La ironía detrás del nombre es que “The Young Turks” pretende ser un espectáculo progresista de tendencia izquierdista. Pero equivale a nombrar un programa con el nombre del Tercer Reich, el Khmer Rogue o los Estados Unidos de la Confederación, nombres que difícilmente connotan un pensamiento de mente abierta. Para su crédito, Uygur ha construido y creado un programa que llega a una audiencia amplia y amplia a través de plataformas de medios emergentes como YouTube y sitios de redes sociales como Facebook y Twitter. De alguna manera, su éxito se ha producido a expensas del reconocimiento del genocidio armenio. La ubicuidad del programa es un recordatorio constante y severo de lo lejos que aún debemos llegar para buscar justicia y cambiar la percepción del público. Debería haber poco espacio o matices en la defensa de un nombre que representa y marca uno de los capítulos más oscuros de la historia mundial. No deberíamos celebrar ese pasado, sino amonestarlo.

Durante los últimos meses, hemos sido testigos de cómo nuestro país finalmente se enfrenta al racismo sistémico. A través de las protestas y el movimiento Black Lives Matter, estamos viendo una oleada de interés en cambiar las prioridades de nuestra historia y lo que ese simbolismo significa para nuestro futuro. Ya sea que se trate de rediseñar banderas con la bandera confederada o de derribar estatuas y cambiar el nombre de las bases militares en honor a los generales confederados, este cálculo también debería aplicarse a "Los jóvenes turcos". El simbolismo puede desempeñar un papel importante en la forma en que nos vemos a nosotros mismos como sociedad y el simple hecho de cambiar de nombre puede marcar la diferencia.

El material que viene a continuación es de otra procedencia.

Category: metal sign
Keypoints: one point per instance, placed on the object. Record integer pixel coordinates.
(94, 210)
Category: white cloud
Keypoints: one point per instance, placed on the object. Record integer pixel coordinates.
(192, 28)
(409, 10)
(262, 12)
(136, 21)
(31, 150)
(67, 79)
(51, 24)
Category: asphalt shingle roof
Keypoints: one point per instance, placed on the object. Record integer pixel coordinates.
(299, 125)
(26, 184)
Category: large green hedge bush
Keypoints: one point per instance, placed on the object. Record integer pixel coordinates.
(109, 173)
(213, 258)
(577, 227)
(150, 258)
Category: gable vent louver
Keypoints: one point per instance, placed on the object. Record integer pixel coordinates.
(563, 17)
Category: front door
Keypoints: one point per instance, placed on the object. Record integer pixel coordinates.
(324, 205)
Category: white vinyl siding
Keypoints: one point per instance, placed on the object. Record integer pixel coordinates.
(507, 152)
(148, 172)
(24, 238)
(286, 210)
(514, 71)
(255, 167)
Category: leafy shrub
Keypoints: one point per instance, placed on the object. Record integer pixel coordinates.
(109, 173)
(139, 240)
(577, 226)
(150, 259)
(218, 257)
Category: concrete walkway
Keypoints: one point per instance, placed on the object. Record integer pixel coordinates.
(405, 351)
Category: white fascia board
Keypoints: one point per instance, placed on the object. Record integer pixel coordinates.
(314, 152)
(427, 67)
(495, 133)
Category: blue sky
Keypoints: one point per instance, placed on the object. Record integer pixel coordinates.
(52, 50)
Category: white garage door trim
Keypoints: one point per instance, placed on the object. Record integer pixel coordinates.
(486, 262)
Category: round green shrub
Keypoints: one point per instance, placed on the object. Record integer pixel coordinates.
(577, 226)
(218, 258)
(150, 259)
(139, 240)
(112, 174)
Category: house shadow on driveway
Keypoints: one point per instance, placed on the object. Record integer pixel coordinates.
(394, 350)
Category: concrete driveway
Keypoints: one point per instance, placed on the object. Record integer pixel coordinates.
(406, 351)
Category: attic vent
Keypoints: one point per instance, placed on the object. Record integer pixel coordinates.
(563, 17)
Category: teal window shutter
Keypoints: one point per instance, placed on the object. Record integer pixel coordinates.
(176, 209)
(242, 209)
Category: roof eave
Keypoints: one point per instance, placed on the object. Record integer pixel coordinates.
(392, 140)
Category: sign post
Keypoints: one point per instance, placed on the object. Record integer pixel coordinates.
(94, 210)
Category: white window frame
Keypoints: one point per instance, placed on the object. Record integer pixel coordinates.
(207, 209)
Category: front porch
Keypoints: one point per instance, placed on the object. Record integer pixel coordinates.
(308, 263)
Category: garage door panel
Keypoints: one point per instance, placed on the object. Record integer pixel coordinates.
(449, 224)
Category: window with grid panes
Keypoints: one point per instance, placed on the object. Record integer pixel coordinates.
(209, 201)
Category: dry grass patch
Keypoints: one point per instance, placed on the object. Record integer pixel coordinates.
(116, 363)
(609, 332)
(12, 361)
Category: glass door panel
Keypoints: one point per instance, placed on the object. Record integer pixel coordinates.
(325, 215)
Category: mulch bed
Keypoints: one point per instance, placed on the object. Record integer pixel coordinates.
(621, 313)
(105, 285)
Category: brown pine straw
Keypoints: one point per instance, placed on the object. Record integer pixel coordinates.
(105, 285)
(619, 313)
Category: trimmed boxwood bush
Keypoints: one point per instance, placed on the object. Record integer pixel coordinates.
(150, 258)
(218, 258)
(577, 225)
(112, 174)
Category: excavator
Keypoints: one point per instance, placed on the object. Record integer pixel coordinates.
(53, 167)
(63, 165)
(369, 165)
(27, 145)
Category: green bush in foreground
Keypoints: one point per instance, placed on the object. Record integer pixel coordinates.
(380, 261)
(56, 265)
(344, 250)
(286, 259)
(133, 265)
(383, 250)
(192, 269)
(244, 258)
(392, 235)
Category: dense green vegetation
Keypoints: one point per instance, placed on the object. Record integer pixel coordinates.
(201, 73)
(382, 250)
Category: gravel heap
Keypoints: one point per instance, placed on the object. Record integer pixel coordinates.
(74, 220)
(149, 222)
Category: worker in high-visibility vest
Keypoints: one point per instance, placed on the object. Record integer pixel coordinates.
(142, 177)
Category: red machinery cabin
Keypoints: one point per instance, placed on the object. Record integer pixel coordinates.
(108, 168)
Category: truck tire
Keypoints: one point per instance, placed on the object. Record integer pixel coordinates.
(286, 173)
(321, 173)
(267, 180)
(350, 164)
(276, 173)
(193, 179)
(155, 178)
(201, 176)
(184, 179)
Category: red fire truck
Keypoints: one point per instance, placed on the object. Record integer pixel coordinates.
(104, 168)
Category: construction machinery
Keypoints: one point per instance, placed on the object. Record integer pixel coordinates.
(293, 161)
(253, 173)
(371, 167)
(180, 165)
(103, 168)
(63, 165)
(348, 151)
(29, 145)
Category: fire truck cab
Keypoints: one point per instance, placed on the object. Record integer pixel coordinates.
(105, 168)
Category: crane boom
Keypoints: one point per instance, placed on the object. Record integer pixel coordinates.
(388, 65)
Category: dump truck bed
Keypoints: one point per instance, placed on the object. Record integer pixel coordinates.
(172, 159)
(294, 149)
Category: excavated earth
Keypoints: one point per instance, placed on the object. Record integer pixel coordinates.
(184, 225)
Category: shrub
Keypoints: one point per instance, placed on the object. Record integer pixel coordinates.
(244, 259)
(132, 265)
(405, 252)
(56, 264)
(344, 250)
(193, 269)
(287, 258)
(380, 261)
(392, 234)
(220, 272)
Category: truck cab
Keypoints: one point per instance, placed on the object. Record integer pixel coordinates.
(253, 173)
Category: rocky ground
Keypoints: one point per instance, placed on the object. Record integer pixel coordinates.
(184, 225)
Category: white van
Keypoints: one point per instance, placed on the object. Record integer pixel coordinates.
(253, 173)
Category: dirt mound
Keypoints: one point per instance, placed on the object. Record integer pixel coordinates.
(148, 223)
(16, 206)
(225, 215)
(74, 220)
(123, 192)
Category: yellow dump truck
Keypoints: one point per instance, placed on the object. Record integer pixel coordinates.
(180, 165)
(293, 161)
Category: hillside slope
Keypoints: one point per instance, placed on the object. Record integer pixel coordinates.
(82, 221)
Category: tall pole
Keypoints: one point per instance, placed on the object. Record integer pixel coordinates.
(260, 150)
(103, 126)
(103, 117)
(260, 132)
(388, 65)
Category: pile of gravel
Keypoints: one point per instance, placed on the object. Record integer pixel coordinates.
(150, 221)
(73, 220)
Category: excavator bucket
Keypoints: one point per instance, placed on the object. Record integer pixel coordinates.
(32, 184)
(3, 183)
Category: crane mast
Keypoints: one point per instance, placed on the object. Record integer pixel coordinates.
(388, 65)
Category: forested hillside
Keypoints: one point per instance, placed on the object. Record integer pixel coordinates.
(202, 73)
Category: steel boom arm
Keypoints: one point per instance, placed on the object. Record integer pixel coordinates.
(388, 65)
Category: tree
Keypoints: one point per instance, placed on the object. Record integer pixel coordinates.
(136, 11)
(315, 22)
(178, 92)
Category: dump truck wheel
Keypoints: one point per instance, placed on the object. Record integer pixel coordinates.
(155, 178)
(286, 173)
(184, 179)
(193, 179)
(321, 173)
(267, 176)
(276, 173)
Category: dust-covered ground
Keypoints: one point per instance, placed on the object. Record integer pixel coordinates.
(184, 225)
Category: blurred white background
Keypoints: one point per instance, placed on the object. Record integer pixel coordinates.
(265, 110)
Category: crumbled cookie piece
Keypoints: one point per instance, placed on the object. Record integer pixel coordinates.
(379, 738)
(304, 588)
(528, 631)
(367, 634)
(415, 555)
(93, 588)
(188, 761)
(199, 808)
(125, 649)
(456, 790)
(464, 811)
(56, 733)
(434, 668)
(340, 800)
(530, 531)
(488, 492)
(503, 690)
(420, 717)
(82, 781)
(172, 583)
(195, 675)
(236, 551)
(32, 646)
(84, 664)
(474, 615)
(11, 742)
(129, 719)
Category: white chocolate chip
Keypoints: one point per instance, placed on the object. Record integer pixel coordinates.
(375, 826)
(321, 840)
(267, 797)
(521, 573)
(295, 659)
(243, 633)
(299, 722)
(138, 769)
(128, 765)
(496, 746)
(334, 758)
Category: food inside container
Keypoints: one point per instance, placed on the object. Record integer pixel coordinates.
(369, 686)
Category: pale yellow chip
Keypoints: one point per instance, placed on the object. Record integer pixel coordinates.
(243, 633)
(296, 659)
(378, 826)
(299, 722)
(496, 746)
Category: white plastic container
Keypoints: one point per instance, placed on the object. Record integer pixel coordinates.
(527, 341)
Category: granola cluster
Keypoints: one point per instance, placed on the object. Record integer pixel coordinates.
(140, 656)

Reconocer que estábamos equivocados y que estamos dispuestos a aprender del pasado puede ser constructivo para no repetirlo nunca más. No es algo que podamos desear y esperar que encuentre su camino hacia el basurero de la historia.

Uygur todavía tiene la oportunidad de estar en el lado correcto de la historia. Si realmente cree en el espíritu del progresismo, cambiará el nombre de su programa y hará las cosas bien. A menudo se dice que la última etapa del genocidio es la negación. Por eso es de vital importancia que hagamos del reconocimiento del genocidio armenio una prioridad. Honrar a los responsables del genocidio no ayuda en esos esfuerzos. Los nombres importan.

Stephan Pechdimaldji es un profesional de relaciones públicas que vive en el Área de la Bahía de San Francisco. Es un armenio-estadounidense de primera generación y nieto de los sobrevivientes del genocidio armenio.